Carol ★★★★½

NOTE: This excerpt is the introductory section of an essay I wrote for Cineccentric, entitled "The Role of Nostalgia in the Films of Todd Haynes". Here is a link to entire piece, one which I spent a good amount of time writing and am reasonably proud of having written. In advance, thank you to anyone who opts to follow the link and spend part of their life reading the essay. It is appreciated more than you know.

Todd Haynes is a director who wears his cinematic influences on his sleeves. From his very first full-length film, Poison (1991), to his latest work, Wonderstruck (2017), his films are often defined by the era in which they take place and how they mimic the cinematic language of that era. For Haynes, implementing these styles is done for many reasons, as is the case for any director who attempts to make a nostalgic film. Not only is it a chance for Haynes to employ the style of films he loves, but it is also a chance for him to critique the representation of social issues of the time through the lens of a film from that period or provide him with an opportunity to deliver representation to a group underrepresented in cinema of the time.

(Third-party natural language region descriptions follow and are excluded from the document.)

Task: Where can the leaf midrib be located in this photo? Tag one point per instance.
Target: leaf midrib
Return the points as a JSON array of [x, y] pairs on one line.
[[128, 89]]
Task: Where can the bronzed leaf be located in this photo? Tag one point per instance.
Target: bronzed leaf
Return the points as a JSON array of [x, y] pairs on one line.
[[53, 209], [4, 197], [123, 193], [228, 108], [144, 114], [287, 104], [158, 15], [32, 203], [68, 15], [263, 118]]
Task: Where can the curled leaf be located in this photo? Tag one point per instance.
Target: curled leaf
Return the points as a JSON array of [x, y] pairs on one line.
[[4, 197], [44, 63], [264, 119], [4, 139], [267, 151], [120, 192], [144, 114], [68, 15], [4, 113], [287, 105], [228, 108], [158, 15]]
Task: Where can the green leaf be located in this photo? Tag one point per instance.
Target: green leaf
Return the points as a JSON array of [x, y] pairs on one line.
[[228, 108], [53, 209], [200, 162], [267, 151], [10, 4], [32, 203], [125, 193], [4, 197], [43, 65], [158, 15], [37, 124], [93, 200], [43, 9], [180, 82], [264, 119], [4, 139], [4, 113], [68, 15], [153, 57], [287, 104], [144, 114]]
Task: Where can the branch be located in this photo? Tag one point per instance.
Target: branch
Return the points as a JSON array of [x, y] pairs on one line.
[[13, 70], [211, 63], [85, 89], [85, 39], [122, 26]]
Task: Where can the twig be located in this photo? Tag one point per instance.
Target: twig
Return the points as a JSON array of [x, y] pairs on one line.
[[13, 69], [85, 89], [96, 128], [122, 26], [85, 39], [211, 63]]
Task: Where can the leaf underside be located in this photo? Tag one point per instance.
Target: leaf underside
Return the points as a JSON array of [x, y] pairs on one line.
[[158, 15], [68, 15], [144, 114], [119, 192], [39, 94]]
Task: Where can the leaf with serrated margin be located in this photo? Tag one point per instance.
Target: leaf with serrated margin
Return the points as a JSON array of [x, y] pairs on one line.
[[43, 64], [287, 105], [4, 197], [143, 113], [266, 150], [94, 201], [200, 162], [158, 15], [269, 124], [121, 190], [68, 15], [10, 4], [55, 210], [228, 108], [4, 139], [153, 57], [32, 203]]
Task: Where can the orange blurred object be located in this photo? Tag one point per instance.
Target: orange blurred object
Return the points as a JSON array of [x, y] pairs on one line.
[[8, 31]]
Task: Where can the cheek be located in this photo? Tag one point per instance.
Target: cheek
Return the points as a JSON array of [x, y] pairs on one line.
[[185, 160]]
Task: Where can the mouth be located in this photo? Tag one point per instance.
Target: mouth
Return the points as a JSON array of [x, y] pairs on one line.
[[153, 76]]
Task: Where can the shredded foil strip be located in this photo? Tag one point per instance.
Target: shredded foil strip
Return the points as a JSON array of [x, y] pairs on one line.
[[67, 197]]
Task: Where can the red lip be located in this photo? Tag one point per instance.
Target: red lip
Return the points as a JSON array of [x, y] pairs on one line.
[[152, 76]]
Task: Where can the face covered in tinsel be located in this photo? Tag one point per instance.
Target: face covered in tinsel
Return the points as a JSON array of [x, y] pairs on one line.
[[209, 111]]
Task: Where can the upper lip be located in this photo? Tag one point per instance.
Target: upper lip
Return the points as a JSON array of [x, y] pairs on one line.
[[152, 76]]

At the center of his reliance upon this nostalgia filmmaking, however, is his film Wonderstruck. Serving as the one of the chief examples of Haynes’ repeated attempts to mimic the style of classic films, the film further serves as a representation of what Haynes seeks to do in his work. For him, his filmography serves as a museum, full of exhibits of past styles and ideas that he has carefully curated to tell a new story. Rather than merely represent history as seen by the world at the times his films take place, Haynes takes nostalgia, peels back its glossy exterior, and uses his own worldview and ideals as a means of providing audiences with the dark truth.